Маланиэ застыла перед иконой с протянутыми кулаками.
Натси тихо заплакала и стала теребить мать. Почему, мама, ты не плачешь? Неужели умерла? Пекка, наверное, больше понимал, чем Натси. Он подошел к ней, погладил по волосам и сказал, как говорят мужчины в таких случаях:
— Не плачь… Все равно не поможет…
…Выскочив из избы Онтиппы, Николай кинулся к лесу, где шла еще перестрелка. Все случилось не так, как предполагалось. Деревню надо было взять неожиданной атакой, не дать уйти финнам. Но оказалось, их ждали. Кто-то предупредил белых. Кто? Ночью Мийтрей ходил в разведку. Ходил один… Постой, Олексей говорил о каком-то стуке в окно. Неужели это был Мийтрей? И Николай вспомнил, что перед тем, как их группа отделилась от основных сил, его отозвал в сторонку командир отряда и попросил Николая присмотреть за Мийтреем. Командир сказал, что весной кто-то из мужиков намекал, что за Мийтреем надо бы последить. Но ничего подозрительного в поведении Мийтрея до сих пор никто не замечал. Поэтому Николая и попросили после боя в Тахкониеми поговорить с жителями деревни, узнать, откуда пошли эти сомнения относительно Мийтрея.
— Буду я еще следить за кем-то, — проворчал Николай. — Я вам не жандарм и не шпик какой-то. Если что народ сам скажет, то это другое дело…
Николай тогда не верил, что Мийтрей может быть шпионом. Теперь у него не было сомнения, что это Мийтрей и предупредил белофиннов.
Что же теперь делать? Надо догнать своих, сообщить им, пусть соберут мужиков на сходку, выяснят все…
Николай был у околицы, когда услышал позади два выстрела. Затем еще один.
Потом истошный крик:
— Люди, люди, Олексея убили!
— Уби-и-или!
Николай остановился. Теперь уже поздно созывать сходку… Мийтрей… Его надо немедленно… Мийтрей бежал вдоль изгороди…
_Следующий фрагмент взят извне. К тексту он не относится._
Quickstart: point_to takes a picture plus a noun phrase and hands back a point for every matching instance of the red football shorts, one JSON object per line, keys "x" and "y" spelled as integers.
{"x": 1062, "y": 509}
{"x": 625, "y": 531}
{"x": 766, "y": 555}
— Ты что сделал? — остановил его Николай.
— Бежим, бежим скорей! — Мийтрей тяжело дышал.
— Нет, постой!
Мийтрей оглянулся и бросился бежать к лесу. Николай бежал следом и кричал:
— Все равно ты за все ответишь!
И вдруг он увидел, что наперерез ему, через поле, бежит какой-то человек в русской военной форме с винтовкой в руках и кричит:
— Стойте, гады! Стойте, мать вашу… Это вы Олексея?!
Из ствола винтовки бежавшего ударило пламя, и Николаю показалось, будто его полоснуло по голове чем-то острым и тяжелым. Он чуть было не упал, но успел ухватиться за жердь изгороди. Николай увидел, что из винтовки снова вырвалось пламя — стреляли в Мийтрея. А Мийтрей бежал, бежал…
Николай держался за изгородь. Только бы не упасть. Только бы удержаться на ногах… А боль пройдет, пройдет. Ему показалось, что он стоит возле изгороди своей деревни. Только бы не упасть, до дому уже осталось… Но изгородь опрокинулась… Желтое небо оказалось внизу… Неужели это конец? Неужели ему суждено-умереть в двух шагах от дома, от пули своего земляка-карела?..
Васселей гнался за Мийтреем, стреляя на ходу. Обойма уже кончилась, а он еще щелкал затвором и впустую спускал курок до тех пор, пока Мийтрей не скрылся в лесу..
Когда Васселей прибежал к дому, на их картофельном поле собралась чуть ли не вся деревня. Отец тоже был здесь — они вместе вернулись из леса. А вот Анни… Анни бросилась Васселею на шею и зарыдала.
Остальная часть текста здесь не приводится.